This is a follow up of a post on www.p-sj.org by FRIDA stating reasons why their grants are unique. Reading FRIDA’s post, we at the Dalit Foundation were inspired to think about why our grants, which lie at the centre of our work for the Dalit Movement in India, are unique. Here are six reasons we came up with.
- BUILDING DALIT LEADERSHIP: We believe that the best solutions to Dalit problems lie within the community. We are therefore committed to building and supporting exemplary Dalit leadership, with a special focus on Dalit women. As a first step toward this commitment, our proposal submission process is very flexible and without any rigid format. Proposals are accepted in any language and the applicants decide and identify their own solutions in the proposal.
- EQUALITY is at the centre of our grant making: The project selection process, a key link in the process of grantmaking, is the first test of equality. As part of the selection process is a mandatory three-day visit to the area the applicant works in so that the evaluator lives with the applicant for two nights and sees for herself or himself the work and implementation of the practice of equality.
- JOINT OWNERSHIP: Every step of the way, the ownership of the grant making process is jointly shared between the applicant, their peers and the Foundation. It involves an open three-day interaction between all participants, a learning event for everyone including the foundation. During the process, a transparency matrix is used to evaluate the proposals which are discussed and jointly reconstructed if needed to make the solutions stronger. Similarly, once started, each project is jointly reviewed among peers (all the grantees) who discuss and help decide the future direction for each project.
- MORE THAN MONEY: Our support is more than just money and comes with capacity building trainings for all our grantees. It gives foundation partners additional opportunities to strengthen their leadership potential, sharpen their perspective and develop their skills. Peer learning, self-reflection and the value of equality are core aspects of perspective building, with the stress on gender equality and subcaste integration among the Dalits. The workshops, which are spread over the three-year support period, prepare partners to independently address issues of equality and social justice, stop atrocities against Dalits, and proceed towards their objectives undeterred.
- SELF MONITORING AND EVALUATION: The foundation does not impose any rigid evaluation indicators. The grantees self monitor their progress by setting milestones for themselves.
- SUSTAINABILITY: Caste and its discriminatory manifestations are deeply embedded in Indian society.
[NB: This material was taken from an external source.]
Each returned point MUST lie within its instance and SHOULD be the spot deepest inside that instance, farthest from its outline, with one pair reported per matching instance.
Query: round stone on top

The foundation’s mission thus cannot be accomplished in isolation. The mindset of the entire Indian society has to change. Understanding this, the Dalit Foundation has paid special attention to creating understanding and our grantees are encouraged to create a cadre of volunteers to continue the struggle for equality. To support this effort in the future, we will be providing skill building training to 10 volunteers identified by each of our grantees. Further, in order to reduce dependency on institutional donors, the grantees are trained to raise local resources as well as on good governance practices.
‘Dalit’ is a title the so-called lower castes of India use to describe themselves. The caste system divides Indian society into groups ranked by ritual status determined by birth and governed by the principles of ritual purity and pollution. Each caste is associated with a traditional occupation. The castes defined now as ‘Dalits’ are at the lowest rung of this ladder and are obliged to undertake the most degrading of occupations, such as manual scavenging – the removal of human excreta with a rudimentary broom and pan. These castes are considered so ‘impure’ that even their touch is defiling and they are subjected to the most extreme manifestation of caste discrimination, ‘untouchability’. While the practice of ‘untouchability’ has been constitutionally abolished, it is still rampant in many parts of India and Dalits continue to suffer routine exploitation and humiliation at the hands of the dominant castes.
Traditionally associated with Hinduism, caste has now become intrinsic to Indian society; it is no longer just a religious phenomenon but a social one too. Dalit communities have as a result been systemically pushed to the margins of society. Not only have poverty and deprivation followed as the inevitable result, but the lives of Dalits have been stripped of dignity too.
The Dalit movement manifests the resilience of the Dalit community and their resistance to caste oppression.